Je demeure figée, en transe, pendant plus d'une heure. Et quand finalement les vibrations s'atténuent, que le rideau se ferme et que la pièce s'éclaire, mon regard reste fixe. La main de Clymnestra s'agite devant mes yeux. Je reprends mes esprits. Je la regarde. Je dois encore avoir l'air ahurie, bouche béante. Elle esquisse un sourire amusé et me demande :
— Ça t'a plu ?
Encore sous le choc, je hoche la tête avec peu d'assurance.
— Je savais que tu aimerais. Tu as senti ? C'était puissant, n'est-ce pas ?

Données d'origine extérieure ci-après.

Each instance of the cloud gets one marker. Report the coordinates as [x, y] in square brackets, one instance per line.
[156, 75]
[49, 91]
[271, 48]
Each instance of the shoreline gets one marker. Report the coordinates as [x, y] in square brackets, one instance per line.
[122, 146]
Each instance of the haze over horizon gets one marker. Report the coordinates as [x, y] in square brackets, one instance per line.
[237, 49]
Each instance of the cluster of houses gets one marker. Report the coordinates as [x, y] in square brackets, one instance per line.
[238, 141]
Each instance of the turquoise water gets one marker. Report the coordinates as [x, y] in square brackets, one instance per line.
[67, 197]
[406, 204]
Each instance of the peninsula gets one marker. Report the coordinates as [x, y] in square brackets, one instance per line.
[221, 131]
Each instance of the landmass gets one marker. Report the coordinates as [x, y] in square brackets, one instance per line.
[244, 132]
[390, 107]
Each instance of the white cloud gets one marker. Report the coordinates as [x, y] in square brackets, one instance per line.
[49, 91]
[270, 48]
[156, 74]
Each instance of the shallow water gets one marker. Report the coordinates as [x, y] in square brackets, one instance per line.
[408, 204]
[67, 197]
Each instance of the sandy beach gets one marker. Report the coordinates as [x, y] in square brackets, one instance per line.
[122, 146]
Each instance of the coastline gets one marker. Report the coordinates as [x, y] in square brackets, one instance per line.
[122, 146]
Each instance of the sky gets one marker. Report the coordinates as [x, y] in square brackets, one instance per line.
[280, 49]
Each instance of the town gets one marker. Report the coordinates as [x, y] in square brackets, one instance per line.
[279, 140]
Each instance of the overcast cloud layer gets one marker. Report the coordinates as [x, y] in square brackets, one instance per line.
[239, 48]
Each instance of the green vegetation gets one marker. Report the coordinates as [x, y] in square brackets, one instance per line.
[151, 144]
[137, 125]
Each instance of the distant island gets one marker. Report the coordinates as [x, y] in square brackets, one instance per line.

Je remue plus vivement la tête. Mon enthousiasme paraît la ravir.
— Ça me fait plaisir que tu aies accepté de venir, ajoute Clymnestra. J'espère que tu as passé une bonne journée, bien que ça ait dû te paraître un peu étrange. J'ai quelques courses à faire, et ensuite je te ramène chez toi.

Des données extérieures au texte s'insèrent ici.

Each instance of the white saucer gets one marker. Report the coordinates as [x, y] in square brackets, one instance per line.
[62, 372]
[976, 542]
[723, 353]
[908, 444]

Des courses. Ça me rappelle que, ce matin, j'attendais l'arrivée du livreur. De toute ma vie, j'ai dû passer trois fois les portes d'un supermarché. Sur ces trois fois, il n'y en a qu'une où je n'ai pas rebroussé chemin aussitôt entrée dans la grande surface. Je crois qu'il n'y a pas de pire endroit au monde qu'un supermarché. Et pourtant, il y a de fortes chances pour que je sois contrainte d'être à nouveau confrontée à ma plus grande peur, aujourd'hui même.